For the full benchmark data and other-GPU comparisons, see /check/qwen3-14b/rtx-4080.

Troubleshooting

Out of memory mid-generation on a hard problem

Qwen3-14B's thinking mode emits a <think>...</think> chain-of-thought that routinely runs 2k–4k tokens (longer on hard math / coding), and the KV cache grows linearly with every token. On a 16 GB card that <think> trace is the most common OOM trigger — the weights fit fine, but the cache balloons during a long reasoning turn. Mitigations, in order: (1) cap the context with --ctx-size 8192 on the first run (shown in the Installation commands above); (2) quantize the KV cache with --cache-type-k q8_0 --cache-type-v q8_0 --flash-attn in llama.cpp to roughly halve its memory; (3) drop a quant tier on the weights (Q4_K_M → Q4_K_S leaves more room for KV); (4) send /no_think to skip the chain-of-thought entirely for turns that don't need it. Watch nvidia-smi -l 1 during a hard problem to calibrate the actual peak.

Ollama returns Error: model requires more system memory or hangs on load

Confirm a recent NVIDIA driver and CUDA 12.x runtime are installed (nvidia-smi should show a driver from the past 12 months). The RTX 4080 uses the Ada Lovelace architecture (sm_89) which has been fully supported by mainline CUDA wheels since 2023 — no special build flags or wheel pinning are required. If Ollama still appears to hang on first load, watch nvidia-smi -l 1 in another terminal to confirm the GPU is actually being used; if it stays at 0% utilization, reinstall Ollama and re-pull the model.

<think>...</think> output is bloating responses

Qwen3 enables thinking mode by default per the HF card quickstart. Send /no_think at the start of any user message to disable it for that turn, or pass enable_thinking=False if you're calling the chat-template API directly. Per the model card best-practices note: for thinking mode use Temperature=0.6, TopP=0.95, TopK=20, MinP=0 and do not use greedy decoding — it triggers endless repetitions.

vLLM / SGLang server crashes with CUDA OOM at startup

vLLM and SGLang default to BF16 weights for Qwen/Qwen3-14B, which require ~28 GB resident per the official speed benchmark and far exceed the 4080's 16 GB. Unlike a 24 GB card, FP8 does not rescue you here either — it starts at 16,012 MB (length 1) and climbs to 20,813 MB at 30k context per the same benchmark, overflowing 16 GB once any real context loads. The fitting options on this card are (a) AWQ-INT4 weights (~10 GB resident, growing to ~15 GB at 30k), or (b) the Ollama / llama.cpp Q4_K_M GGUF path this recipe is built around. Reserve vLLM/SGLang for a larger card.
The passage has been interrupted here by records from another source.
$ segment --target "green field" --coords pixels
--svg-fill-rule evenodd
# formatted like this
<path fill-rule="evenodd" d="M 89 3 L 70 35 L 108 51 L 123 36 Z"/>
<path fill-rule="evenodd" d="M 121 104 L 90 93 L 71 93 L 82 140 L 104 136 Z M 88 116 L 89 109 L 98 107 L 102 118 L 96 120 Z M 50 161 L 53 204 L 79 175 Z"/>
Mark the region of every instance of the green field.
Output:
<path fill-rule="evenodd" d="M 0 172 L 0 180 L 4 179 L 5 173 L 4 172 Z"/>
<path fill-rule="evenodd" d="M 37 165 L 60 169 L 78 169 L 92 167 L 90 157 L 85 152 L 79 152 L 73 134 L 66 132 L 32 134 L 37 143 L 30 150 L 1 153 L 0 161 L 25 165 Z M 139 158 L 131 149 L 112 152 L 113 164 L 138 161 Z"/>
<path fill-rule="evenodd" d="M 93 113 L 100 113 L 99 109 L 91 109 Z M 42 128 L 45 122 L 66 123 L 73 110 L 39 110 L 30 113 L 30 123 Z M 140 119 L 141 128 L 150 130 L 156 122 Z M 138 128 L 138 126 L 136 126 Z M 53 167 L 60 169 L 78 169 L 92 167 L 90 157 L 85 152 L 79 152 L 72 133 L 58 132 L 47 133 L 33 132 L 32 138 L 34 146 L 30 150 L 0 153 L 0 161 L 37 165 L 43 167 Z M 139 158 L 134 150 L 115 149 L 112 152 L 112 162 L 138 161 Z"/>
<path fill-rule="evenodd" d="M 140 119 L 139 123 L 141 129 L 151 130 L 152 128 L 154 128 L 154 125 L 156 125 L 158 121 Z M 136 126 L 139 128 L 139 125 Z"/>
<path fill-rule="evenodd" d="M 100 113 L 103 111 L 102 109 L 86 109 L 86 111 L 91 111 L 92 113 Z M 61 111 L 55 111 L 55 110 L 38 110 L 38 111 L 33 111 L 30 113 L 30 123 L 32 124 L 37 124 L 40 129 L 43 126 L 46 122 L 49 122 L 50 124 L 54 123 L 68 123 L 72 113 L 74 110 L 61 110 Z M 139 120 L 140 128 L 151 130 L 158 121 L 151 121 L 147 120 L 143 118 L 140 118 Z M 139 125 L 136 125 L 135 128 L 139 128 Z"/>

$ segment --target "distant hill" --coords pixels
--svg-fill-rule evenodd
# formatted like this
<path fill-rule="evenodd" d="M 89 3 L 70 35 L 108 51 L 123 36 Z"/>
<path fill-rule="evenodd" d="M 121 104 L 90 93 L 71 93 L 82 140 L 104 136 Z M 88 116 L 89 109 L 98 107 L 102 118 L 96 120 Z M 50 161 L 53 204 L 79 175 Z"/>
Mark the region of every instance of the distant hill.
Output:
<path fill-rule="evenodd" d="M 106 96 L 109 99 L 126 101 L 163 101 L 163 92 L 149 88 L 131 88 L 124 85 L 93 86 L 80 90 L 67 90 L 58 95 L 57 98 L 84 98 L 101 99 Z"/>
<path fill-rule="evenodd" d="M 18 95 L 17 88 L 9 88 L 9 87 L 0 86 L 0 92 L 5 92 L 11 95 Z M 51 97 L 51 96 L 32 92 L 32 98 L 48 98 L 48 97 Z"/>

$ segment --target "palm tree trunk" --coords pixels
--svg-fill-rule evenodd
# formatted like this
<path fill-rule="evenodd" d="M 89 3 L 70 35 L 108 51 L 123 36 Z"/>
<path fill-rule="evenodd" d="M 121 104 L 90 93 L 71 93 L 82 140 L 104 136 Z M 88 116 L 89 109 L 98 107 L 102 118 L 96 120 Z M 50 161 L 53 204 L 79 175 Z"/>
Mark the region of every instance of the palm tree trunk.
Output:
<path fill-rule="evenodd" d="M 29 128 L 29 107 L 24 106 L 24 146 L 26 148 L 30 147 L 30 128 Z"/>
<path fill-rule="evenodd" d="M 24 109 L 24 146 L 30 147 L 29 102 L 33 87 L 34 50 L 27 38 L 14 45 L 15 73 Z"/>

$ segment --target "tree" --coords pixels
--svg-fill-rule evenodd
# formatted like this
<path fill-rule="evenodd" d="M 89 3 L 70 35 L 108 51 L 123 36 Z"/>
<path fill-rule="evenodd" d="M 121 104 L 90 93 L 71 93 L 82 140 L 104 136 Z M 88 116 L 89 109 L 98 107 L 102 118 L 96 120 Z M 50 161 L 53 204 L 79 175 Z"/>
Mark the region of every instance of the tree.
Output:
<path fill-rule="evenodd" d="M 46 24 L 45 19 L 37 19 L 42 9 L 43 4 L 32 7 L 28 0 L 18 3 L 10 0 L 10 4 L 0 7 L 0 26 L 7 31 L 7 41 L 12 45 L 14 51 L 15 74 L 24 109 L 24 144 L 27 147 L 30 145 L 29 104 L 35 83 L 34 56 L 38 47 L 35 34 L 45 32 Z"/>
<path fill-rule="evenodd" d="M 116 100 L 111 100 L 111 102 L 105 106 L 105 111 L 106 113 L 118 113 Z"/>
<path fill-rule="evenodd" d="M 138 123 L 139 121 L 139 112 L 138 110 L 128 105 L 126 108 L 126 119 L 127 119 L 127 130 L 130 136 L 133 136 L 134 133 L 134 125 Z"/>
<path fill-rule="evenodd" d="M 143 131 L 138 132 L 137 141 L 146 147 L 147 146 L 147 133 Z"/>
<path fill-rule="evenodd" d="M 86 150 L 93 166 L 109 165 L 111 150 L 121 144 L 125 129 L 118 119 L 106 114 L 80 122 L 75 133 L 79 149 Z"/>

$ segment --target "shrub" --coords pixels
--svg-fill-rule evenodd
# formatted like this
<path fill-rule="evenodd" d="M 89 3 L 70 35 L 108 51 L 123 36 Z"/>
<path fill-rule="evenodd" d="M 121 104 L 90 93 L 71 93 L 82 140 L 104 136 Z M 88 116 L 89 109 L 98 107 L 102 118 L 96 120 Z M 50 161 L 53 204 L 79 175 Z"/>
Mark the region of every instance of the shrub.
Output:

Generation slows dramatically past 32k context

32k is Qwen3-14B's native context window per the HF card, which the card lists as extensible to 131,072 tokens with YaRN. Beyond that the model needs YaRN extension — supported in llama.cpp via --rope-scaling yarn --rope-scale 4 --yarn-orig-ctx 32768 per the Qwen3 model card — but quality degrades and the KV cache balloons (a real concern on 16 GB). For long-doc workflows, prefer chunking + retrieval over pushing context past 32k. The hardware-corner.net RTX 4080 benchmark shows the generation rate falling from 62 tok/s at 4k to 40.6 tok/s at 32k on this card.

Using transformers directly instead of Ollama

If you bypass Ollama / llama.cpp and run the HF card quickstart via transformers directly with torch_dtype="auto", device_map="auto", you will load BF16 weights and hit OOM on a 16 GB 4080 (28,402 MB at length 1 per the Qwen benchmark). The quickstart does not hardcode attn_implementation="flash_attention_2", so if you do fit a precision (AWQ-INT4 mirror, or a larger card), it works out of the box on the 4080 with a stock pip install torch — Ada sm_89 has full FA2 kernel coverage if you opt into FA2 separately. Unlike Blackwell-class cards, no cu128-specific wheel selection is required for the 4080.